If you cannot find the answers on your own, follow the hint in my automatic signature just below to anonymise the log file and post it; just be aware that the public IPs are also present in the hexadecimal dumps in the log so you should sanitize these also (169.255 will be seen as a9 ff, translate the other two bytes too).
Also post the configuration export and the output of /ip ipsec policy print detail both when the tunnel is OK and when the Active Peers row is the Responder one.
I have that same switching of initiator to responder after the life-time refresh. This only happens to the connections that use NAT-T.
After the refresh/reconnect (not manually initiated) it still works fine here.
Remark, the connections are made directly and no gateway (NAT) router in between. The NAT is most probably on the other side with the VPN provider.
Thanks for the info guys will take a look at it.
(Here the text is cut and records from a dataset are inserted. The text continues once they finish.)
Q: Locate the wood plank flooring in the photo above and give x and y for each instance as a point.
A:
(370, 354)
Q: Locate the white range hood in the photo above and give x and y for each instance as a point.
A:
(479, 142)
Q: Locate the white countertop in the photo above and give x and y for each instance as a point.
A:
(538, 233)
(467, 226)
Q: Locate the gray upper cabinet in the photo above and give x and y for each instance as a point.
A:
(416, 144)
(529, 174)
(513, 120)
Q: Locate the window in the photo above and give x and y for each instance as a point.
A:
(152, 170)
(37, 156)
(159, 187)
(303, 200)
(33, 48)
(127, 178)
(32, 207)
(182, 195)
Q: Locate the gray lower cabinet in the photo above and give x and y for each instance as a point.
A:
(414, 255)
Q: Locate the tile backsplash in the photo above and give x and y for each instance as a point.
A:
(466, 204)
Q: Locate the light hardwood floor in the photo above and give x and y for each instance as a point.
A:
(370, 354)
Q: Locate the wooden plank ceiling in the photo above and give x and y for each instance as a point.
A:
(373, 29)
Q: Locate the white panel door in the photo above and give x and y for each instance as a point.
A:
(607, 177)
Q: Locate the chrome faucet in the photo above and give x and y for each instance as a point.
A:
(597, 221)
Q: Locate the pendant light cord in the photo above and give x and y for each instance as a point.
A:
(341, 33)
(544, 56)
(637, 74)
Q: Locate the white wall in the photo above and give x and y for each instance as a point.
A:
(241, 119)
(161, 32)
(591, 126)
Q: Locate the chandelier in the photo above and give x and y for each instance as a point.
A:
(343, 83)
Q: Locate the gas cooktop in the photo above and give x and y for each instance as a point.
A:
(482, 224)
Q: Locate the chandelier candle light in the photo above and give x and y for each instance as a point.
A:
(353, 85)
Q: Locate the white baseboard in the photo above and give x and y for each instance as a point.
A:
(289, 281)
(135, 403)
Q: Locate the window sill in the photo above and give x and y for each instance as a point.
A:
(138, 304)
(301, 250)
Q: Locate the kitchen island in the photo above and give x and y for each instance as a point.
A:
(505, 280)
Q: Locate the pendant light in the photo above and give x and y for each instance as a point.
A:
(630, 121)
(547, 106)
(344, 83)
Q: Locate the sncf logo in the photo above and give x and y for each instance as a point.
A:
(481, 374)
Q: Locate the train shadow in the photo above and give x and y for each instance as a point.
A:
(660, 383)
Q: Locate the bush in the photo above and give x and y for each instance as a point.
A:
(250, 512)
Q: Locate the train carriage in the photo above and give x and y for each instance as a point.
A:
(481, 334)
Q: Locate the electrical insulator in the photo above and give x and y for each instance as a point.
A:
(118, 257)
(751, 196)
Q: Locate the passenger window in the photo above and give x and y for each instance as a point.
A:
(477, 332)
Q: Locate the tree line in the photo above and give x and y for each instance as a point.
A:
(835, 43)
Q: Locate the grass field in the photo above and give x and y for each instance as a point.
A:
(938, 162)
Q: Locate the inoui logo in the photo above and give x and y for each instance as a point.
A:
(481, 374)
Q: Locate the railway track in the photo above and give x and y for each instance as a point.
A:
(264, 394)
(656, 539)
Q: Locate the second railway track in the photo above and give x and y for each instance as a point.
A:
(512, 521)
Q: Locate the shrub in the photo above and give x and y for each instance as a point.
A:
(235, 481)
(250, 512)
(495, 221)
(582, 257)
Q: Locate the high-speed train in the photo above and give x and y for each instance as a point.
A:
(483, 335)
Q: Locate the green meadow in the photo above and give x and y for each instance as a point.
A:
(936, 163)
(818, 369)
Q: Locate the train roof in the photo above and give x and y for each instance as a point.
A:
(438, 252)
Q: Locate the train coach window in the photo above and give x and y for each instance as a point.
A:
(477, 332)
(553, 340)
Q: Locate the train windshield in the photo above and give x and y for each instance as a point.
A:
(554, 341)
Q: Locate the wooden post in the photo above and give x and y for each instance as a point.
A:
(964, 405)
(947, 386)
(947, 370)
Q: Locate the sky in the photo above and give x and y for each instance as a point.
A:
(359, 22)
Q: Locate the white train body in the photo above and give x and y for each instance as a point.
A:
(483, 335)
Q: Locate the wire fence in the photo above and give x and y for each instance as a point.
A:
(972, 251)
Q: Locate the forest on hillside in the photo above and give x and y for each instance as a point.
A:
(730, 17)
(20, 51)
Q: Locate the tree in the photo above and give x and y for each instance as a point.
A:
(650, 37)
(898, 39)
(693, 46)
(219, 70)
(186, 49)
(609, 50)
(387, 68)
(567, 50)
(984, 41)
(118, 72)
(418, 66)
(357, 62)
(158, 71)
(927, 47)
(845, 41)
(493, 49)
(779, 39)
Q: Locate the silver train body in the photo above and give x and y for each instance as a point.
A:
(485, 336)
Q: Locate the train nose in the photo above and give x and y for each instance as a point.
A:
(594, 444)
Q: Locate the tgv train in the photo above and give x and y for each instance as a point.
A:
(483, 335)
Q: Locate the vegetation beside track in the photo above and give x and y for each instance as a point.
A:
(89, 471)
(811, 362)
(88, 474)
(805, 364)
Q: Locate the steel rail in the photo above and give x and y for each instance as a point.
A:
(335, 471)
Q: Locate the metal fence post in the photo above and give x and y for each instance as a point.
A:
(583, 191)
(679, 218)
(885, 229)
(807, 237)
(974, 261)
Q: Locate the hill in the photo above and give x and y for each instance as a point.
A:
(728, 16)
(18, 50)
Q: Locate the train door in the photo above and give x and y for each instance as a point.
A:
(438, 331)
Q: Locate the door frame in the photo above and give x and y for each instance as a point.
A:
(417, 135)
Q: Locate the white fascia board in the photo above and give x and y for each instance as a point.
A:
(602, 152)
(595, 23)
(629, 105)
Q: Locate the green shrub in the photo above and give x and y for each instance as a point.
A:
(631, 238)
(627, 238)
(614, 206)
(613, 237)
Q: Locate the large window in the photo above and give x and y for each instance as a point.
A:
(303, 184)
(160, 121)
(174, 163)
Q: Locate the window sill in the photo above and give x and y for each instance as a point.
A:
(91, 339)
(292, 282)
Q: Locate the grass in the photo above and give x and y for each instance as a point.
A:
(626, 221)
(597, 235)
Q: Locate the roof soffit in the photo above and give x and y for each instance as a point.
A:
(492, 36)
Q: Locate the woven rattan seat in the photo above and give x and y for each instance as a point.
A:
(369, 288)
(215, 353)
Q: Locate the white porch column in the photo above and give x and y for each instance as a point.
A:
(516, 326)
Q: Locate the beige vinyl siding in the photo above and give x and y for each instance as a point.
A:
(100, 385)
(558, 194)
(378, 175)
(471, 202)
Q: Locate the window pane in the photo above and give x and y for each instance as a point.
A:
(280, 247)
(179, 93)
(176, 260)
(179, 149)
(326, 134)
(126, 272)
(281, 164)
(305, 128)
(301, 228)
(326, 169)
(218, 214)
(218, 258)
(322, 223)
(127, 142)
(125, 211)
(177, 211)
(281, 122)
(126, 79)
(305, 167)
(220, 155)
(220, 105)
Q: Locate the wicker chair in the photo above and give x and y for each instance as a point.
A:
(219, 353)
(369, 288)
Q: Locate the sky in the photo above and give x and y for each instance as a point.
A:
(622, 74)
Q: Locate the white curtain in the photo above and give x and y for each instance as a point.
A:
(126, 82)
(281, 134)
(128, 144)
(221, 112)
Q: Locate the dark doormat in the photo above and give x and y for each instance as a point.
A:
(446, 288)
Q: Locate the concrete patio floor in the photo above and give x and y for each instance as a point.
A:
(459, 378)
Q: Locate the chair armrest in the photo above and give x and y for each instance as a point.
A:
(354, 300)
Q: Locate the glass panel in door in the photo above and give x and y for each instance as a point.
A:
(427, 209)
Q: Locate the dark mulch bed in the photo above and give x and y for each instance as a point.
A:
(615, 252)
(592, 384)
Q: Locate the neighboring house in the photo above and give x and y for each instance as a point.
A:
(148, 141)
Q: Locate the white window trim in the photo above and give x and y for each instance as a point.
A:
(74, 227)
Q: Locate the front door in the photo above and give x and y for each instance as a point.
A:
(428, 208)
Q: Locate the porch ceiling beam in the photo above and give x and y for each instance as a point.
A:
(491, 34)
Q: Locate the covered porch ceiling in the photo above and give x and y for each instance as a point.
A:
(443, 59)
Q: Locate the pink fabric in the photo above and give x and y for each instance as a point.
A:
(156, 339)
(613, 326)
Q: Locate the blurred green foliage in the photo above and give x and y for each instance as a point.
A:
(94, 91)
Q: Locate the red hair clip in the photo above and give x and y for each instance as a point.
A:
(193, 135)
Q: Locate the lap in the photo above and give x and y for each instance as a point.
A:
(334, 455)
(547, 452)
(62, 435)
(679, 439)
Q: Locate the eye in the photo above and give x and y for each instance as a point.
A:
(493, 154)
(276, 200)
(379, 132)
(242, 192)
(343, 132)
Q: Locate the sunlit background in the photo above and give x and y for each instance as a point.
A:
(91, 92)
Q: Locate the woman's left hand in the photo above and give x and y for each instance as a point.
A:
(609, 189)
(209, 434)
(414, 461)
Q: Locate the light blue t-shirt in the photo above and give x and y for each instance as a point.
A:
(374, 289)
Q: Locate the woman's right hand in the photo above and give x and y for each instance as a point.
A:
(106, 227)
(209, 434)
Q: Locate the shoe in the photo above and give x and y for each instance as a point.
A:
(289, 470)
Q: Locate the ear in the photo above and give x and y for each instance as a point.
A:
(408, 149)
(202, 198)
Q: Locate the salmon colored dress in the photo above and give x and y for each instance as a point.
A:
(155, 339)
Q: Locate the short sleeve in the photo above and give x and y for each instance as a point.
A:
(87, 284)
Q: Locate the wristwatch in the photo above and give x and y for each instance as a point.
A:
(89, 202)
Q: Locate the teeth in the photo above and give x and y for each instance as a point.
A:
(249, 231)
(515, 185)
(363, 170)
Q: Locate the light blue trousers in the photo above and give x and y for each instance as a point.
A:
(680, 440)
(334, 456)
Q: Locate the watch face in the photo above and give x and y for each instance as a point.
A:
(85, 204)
A workaround that you can do is to kick automatically active peers that have responder status by script to avoid manually until you find the root of the problem
I tried exactly that and then they did not connect anymore and lost the connection. I had no time to test it any further.
I was using this script and it made things worse:
/ip ipsec active-peers;
remove [find side="responder"];
Sorry for necroposting but i have same issue with ipsec tunnel between VMware router and mikrotik. Sometimes tunnel just stuck, i cant ping another side until i flush SA keys. When tunnel stuck mikrotik also changing side status from initiator to responder. Time between when tunnel stuck is different, sometimes it working for one week, sometimes it stuck every day. Maybe someone have an idea how to fix this problem ? Thank you.
Two years later physics has not changed - without collecting a log, ideally from both peers (no idea what a “VMware router” actually means), it is impossible to find a fix. A workaround could be what has already been suggested by @vasilaos - it requires a scheduled script to work autonomously, and instead of removing the active-peer, I disable and re-enable the peer when a similar (not identical) issue happens with Windows server as the IKE (v1) peer.
Thank you for reply, VMware router means - VMware NSX Edge
I think i’ll Install syslog server, and try to catch problem. This problem can appear today or maybe in a week.